Intelligence has nothing to do with it. Understanding has nothing to do with it, which is the reason psychiatry has never had much luck with alcoholic patients. Alcoholics Anonymous might be considered a “how to stop.” But even there, it isn't “how.” Although the twelve steps might look like a directive, I don't think they are; the steps are simply supportive (which is not to diminish their importance). The twelve-step program is not a way of toning down your drinking; it is not a method that tells you how many drinks to have and in what proportion and at what time and with what ingredients. That's because the twelve-step program is not a methodology but an ideology: The intent is to change your life. It is not telling you how best to drink but how best to live.

You might compare it with dieting. There is every manner of recipe advising you how to take the pounds off: what to eat and how much of it, all the substitutions you can make for high-fat food, how much of this to consume and how much of that. Dieting
is a methodology, with hundreds of new variations coming out every year. Its instructions, its recipes, are precise.

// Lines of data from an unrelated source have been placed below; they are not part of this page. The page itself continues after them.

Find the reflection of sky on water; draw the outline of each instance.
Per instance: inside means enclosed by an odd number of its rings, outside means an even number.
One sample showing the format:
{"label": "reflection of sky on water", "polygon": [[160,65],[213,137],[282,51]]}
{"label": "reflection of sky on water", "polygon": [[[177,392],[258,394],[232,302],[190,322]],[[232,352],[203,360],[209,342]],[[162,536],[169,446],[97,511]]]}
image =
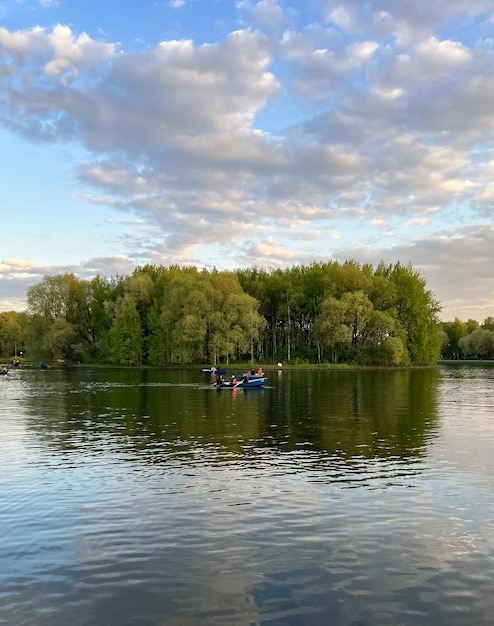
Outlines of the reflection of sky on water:
{"label": "reflection of sky on water", "polygon": [[5,449],[20,451],[13,475],[0,463],[0,582],[22,616],[67,623],[72,604],[78,623],[108,626],[489,623],[494,421],[487,405],[465,435],[447,378],[438,404],[419,404],[437,414],[404,424],[405,446],[391,413],[369,413],[403,407],[401,383],[384,404],[358,386],[358,422],[314,385],[326,417],[309,405],[304,427],[279,389],[86,380],[67,394],[62,374],[22,380],[0,408]]}

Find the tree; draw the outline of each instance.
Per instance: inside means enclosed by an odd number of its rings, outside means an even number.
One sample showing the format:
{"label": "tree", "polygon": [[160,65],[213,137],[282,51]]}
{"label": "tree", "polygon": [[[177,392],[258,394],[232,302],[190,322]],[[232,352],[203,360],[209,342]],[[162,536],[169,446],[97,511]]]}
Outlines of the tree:
{"label": "tree", "polygon": [[142,364],[141,318],[133,302],[122,302],[110,329],[109,356],[117,365]]}

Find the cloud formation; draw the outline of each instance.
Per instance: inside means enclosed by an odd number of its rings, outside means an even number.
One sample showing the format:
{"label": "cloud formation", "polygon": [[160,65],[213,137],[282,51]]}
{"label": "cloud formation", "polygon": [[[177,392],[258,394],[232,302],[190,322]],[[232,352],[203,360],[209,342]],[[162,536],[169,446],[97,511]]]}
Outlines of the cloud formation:
{"label": "cloud formation", "polygon": [[[129,52],[0,28],[1,124],[79,146],[79,197],[129,222],[114,262],[79,271],[400,260],[446,319],[492,315],[491,4],[314,6],[239,2],[221,39]],[[5,306],[21,296],[3,267]]]}

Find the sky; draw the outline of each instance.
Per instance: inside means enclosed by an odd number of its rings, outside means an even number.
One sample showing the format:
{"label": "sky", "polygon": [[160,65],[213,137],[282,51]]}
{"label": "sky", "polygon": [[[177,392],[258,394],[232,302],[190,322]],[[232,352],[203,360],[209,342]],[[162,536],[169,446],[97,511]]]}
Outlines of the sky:
{"label": "sky", "polygon": [[0,311],[352,259],[494,316],[491,0],[0,0],[0,149]]}

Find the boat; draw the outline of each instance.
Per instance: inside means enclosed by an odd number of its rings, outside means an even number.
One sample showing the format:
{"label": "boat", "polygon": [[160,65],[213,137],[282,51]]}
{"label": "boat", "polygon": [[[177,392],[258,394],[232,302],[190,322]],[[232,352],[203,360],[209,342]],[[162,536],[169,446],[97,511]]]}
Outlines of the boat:
{"label": "boat", "polygon": [[248,378],[240,378],[238,382],[218,381],[213,383],[217,389],[252,389],[255,387],[264,387],[267,378],[265,376],[249,376]]}
{"label": "boat", "polygon": [[222,369],[220,367],[205,367],[202,370],[203,374],[216,374],[218,376],[224,376],[228,374],[228,370]]}

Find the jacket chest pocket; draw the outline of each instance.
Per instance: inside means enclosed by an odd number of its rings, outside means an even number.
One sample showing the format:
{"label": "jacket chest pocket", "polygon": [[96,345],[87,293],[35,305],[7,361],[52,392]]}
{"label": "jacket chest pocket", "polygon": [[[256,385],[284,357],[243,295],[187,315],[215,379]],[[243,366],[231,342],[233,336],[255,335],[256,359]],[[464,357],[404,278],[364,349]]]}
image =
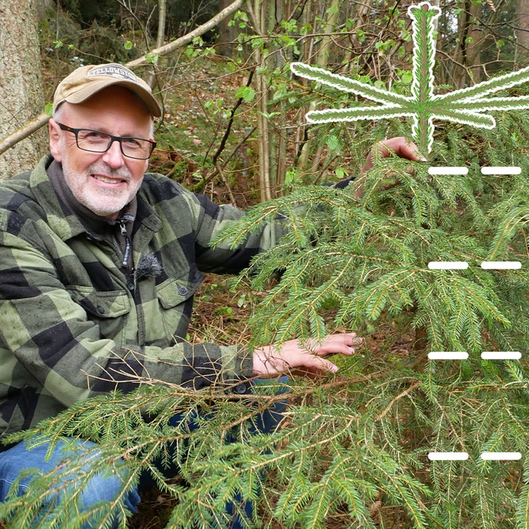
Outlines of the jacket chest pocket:
{"label": "jacket chest pocket", "polygon": [[126,291],[101,292],[87,287],[70,287],[68,292],[84,309],[87,320],[97,324],[101,338],[114,340],[119,347],[125,346],[127,320],[132,307]]}
{"label": "jacket chest pocket", "polygon": [[193,309],[193,297],[201,281],[189,281],[185,278],[169,278],[156,287],[160,321],[152,322],[151,339],[167,340],[174,343],[185,339]]}

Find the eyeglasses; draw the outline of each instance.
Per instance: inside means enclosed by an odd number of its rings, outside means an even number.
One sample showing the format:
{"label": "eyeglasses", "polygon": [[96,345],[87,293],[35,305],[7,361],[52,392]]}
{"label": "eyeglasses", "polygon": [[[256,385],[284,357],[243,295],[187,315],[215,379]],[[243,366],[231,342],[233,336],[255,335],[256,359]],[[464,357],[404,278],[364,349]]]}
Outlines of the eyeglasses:
{"label": "eyeglasses", "polygon": [[156,141],[143,138],[129,138],[123,136],[112,136],[106,132],[92,129],[74,129],[57,122],[61,130],[66,130],[75,134],[77,147],[89,152],[106,152],[114,141],[119,143],[121,153],[127,158],[136,160],[147,160],[152,154]]}

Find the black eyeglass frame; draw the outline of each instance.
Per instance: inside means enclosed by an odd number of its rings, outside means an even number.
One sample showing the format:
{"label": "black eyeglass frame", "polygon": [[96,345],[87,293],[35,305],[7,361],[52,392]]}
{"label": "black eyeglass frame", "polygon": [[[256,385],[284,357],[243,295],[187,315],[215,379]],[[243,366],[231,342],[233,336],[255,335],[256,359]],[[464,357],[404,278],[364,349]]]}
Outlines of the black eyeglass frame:
{"label": "black eyeglass frame", "polygon": [[[135,138],[132,136],[113,136],[112,134],[109,134],[107,132],[103,132],[101,130],[95,130],[94,129],[85,129],[85,128],[81,128],[81,129],[76,129],[73,127],[68,127],[68,125],[65,125],[64,123],[61,123],[59,121],[56,121],[56,124],[59,125],[59,127],[61,129],[61,130],[65,130],[68,132],[72,132],[74,136],[75,136],[75,144],[77,145],[78,149],[81,149],[81,151],[86,151],[87,152],[97,152],[100,154],[103,154],[103,152],[106,152],[112,145],[112,143],[114,143],[114,141],[117,141],[118,143],[119,143],[119,148],[121,150],[121,154],[126,156],[127,158],[132,158],[134,160],[148,160],[151,155],[152,154],[152,152],[154,150],[154,147],[156,146],[156,142],[153,141],[152,140],[147,140],[145,138]],[[110,138],[110,141],[108,143],[108,145],[107,145],[107,148],[104,151],[93,151],[91,149],[85,149],[83,147],[79,146],[79,141],[77,138],[77,134],[81,131],[81,130],[86,130],[89,132],[97,132],[99,134],[103,134],[103,136],[107,136]],[[121,143],[123,140],[141,140],[142,141],[147,141],[149,143],[151,144],[151,150],[149,152],[149,154],[145,157],[145,158],[141,158],[139,156],[131,156],[129,154],[126,154],[125,152],[123,151],[123,145]]]}

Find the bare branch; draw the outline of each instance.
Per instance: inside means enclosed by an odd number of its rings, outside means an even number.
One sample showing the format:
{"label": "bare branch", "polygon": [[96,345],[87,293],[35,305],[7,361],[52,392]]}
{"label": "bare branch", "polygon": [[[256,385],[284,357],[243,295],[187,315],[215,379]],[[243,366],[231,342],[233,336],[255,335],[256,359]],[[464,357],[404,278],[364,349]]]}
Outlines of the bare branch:
{"label": "bare branch", "polygon": [[[186,35],[177,39],[169,44],[166,44],[165,46],[158,48],[156,50],[153,50],[149,52],[149,54],[155,54],[156,55],[166,55],[168,53],[174,51],[175,49],[180,46],[185,45],[189,42],[191,42],[193,39],[198,35],[203,35],[206,32],[214,28],[218,23],[229,17],[234,13],[244,3],[245,0],[235,0],[234,2],[228,6],[227,8],[223,9],[220,12],[216,14],[213,18],[210,19],[207,22],[203,23],[202,25],[199,25],[193,31],[190,32]],[[129,68],[133,68],[134,66],[139,66],[141,65],[147,64],[147,61],[145,58],[146,56],[143,55],[139,59],[136,59],[134,61],[132,61],[127,63],[126,65]],[[44,126],[49,119],[49,116],[45,113],[41,114],[40,116],[37,116],[34,119],[32,120],[25,127],[21,129],[19,129],[16,132],[14,132],[7,138],[0,141],[0,155],[3,154],[8,149],[10,149],[14,145],[19,141],[21,141],[24,138],[32,134],[35,131]]]}

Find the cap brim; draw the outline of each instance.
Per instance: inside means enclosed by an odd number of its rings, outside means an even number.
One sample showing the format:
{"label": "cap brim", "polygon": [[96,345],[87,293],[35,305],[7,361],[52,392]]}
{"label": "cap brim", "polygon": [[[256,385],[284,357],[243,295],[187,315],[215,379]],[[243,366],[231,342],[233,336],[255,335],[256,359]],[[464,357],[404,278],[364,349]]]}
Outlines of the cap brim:
{"label": "cap brim", "polygon": [[[131,92],[134,92],[145,103],[150,113],[156,118],[159,118],[162,115],[162,111],[160,105],[154,96],[147,90],[138,85],[136,83],[127,81],[126,79],[123,81],[116,81],[115,79],[103,79],[101,81],[92,81],[90,85],[83,86],[75,92],[70,94],[60,103],[67,101],[73,104],[83,103],[90,99],[92,96],[98,92],[107,88],[109,86],[123,86],[128,88]],[[59,106],[57,105],[56,106]]]}

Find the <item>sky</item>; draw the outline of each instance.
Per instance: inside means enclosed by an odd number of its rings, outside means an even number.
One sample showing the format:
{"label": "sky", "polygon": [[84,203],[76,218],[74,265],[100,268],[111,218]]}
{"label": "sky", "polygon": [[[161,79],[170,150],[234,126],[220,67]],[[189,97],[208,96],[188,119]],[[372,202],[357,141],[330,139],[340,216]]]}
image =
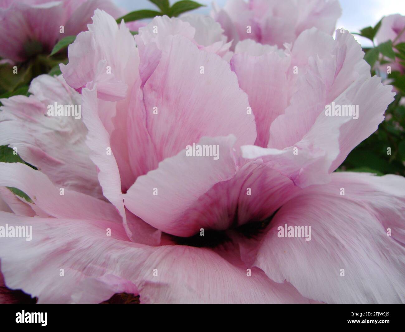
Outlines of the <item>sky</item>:
{"label": "sky", "polygon": [[[208,14],[211,10],[212,0],[196,0],[206,7],[193,12]],[[283,0],[279,0],[283,1]],[[177,0],[171,0],[173,4]],[[143,9],[156,9],[148,0],[114,0],[119,6],[128,11]],[[220,6],[226,0],[216,0]],[[369,26],[375,26],[383,16],[399,13],[405,15],[405,0],[340,0],[342,13],[338,20],[337,28],[343,28],[350,32],[358,32],[360,29]],[[363,46],[370,46],[369,41],[355,36]]]}

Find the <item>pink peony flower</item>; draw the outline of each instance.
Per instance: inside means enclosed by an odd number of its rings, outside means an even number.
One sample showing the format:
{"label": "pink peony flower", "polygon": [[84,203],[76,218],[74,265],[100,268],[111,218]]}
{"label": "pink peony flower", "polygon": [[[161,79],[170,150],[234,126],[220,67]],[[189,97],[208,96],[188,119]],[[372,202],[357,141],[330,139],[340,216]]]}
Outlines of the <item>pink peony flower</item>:
{"label": "pink peony flower", "polygon": [[[399,14],[390,15],[384,17],[381,25],[375,35],[375,39],[378,44],[389,40],[392,42],[393,45],[401,43],[405,43],[405,16]],[[385,71],[387,66],[390,66],[391,71],[398,71],[401,73],[405,73],[405,69],[401,64],[402,60],[396,58],[395,61],[381,66],[381,69]]]}
{"label": "pink peony flower", "polygon": [[281,47],[312,27],[332,34],[341,13],[337,0],[228,0],[223,9],[214,3],[211,15],[233,48],[246,39]]}
{"label": "pink peony flower", "polygon": [[[63,78],[1,100],[0,144],[38,168],[0,163],[31,199],[3,188],[0,226],[32,227],[0,241],[7,286],[39,303],[403,302],[405,180],[333,173],[393,99],[360,46],[313,28],[285,51],[241,42],[230,65],[196,36],[157,17],[137,47],[97,10]],[[49,116],[55,102],[81,118]]]}
{"label": "pink peony flower", "polygon": [[0,57],[21,62],[49,54],[59,39],[87,30],[97,8],[122,13],[110,0],[0,0]]}

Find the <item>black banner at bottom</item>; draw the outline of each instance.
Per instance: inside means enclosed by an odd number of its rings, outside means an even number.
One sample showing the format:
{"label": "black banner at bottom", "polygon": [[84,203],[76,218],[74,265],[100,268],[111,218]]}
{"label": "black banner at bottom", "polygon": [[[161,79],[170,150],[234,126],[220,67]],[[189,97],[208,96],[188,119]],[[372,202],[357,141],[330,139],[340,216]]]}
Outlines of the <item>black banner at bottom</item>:
{"label": "black banner at bottom", "polygon": [[[220,307],[218,307],[220,306]],[[90,304],[0,306],[2,330],[100,327],[126,330],[150,325],[170,328],[217,328],[236,323],[238,328],[297,327],[399,328],[403,307],[393,304],[268,304],[258,305],[99,305]],[[3,328],[6,328],[3,329]]]}

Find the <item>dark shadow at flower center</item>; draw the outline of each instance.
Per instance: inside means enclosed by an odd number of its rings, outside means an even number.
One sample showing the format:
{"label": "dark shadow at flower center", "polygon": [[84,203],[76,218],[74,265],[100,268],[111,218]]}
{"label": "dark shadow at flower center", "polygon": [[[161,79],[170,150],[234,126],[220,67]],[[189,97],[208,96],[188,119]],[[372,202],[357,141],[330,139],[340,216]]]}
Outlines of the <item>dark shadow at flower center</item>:
{"label": "dark shadow at flower center", "polygon": [[224,231],[207,229],[205,231],[203,236],[200,235],[201,233],[199,232],[187,238],[172,235],[170,236],[171,240],[177,244],[197,248],[211,248],[232,241],[232,240],[229,236],[230,231],[236,232],[239,235],[247,238],[257,238],[263,233],[266,228],[279,210],[279,209],[264,220],[260,221],[252,221],[241,226]]}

There's no recipe for ending an addiction. Unless you consider this one: Here is a glass. It has vodka in it. Do not pick it up.

 • • • 

In the Kolmac Clinic, there was one rule: If you decided to quit treatment, you would come for one last session and tell the rest of us “Goodbye-and-why-I'm-leaving.” This was never a popular assignment for those who were quitting.

The reason the quitters gave was always the same: “Since I've been here, I've learned that I can control my drinking,” or some variation on that theme. “I believe I can take one or two drinks now without slipping back into my old ways.”

No, you can't.

Such reasoning always astonished me, since it was precisely that inability that landed the person in the clinic in the first place.

Ah, yes, I can take one drink . . .

The blessed first drink that goes down like fire stolen from the gods (and you can bet they're looking forward to payback), the deliverance, the relief from the sharp-edged day, from party anxiety, from boredom outside and in-, from the empty night.

It's at least as good as holy water. You relax and become not exactly another person but a better version of this one. Who would not want to hold on to that feeling? You'd have to be mad not to want to. So here comes the tray with the fresh drinks, and you take one, which is the second one, the one you told yourself you weren't going to have. A little later, the third one steals in on little glass feet.

You can fool around with recipes. You can set limits for yourself.
Perhaps you'll become a weekend drinker. You can try it, but it probably won't work, or not for long. Indeed, it only prolongs the misery. If you start weekend drinking, you'll still have five days to get through, and you'll spend them waiting for the weekend.

The weekend becomes the only time you feel alive. It's Friday. Let's live! So you spring the cork or pop the top or twist the cap. This will work, you think. And for a while it does. For one or two weekends, or a month or two, or even six months.

But listen: What of the wasting away of the rest of the week? Of those blighted five days? The five days you can hardly wait to end, to get to the weekend.

There are any number of variations on this theme: “I only drink at parties,” “I only drink after dinner,” “I only drink during the Sunday game,” “I only drink to unwind after work, especially on Fridays, with the other working stiffs.”

The problem was that I couldn't stop. I decided not to drink on any given night. I tried to do this any number of times. Sometimes it worked; more often it didn't. A few times I told myself I wouldn't drink for several days. I was back to drinking within forty-eight hours. I wouldn't have lasted a week in the weekend-drinking scheme. The question was not whether I was an alcoholic—I was pretty sure of that—no, the question was, did I want to be?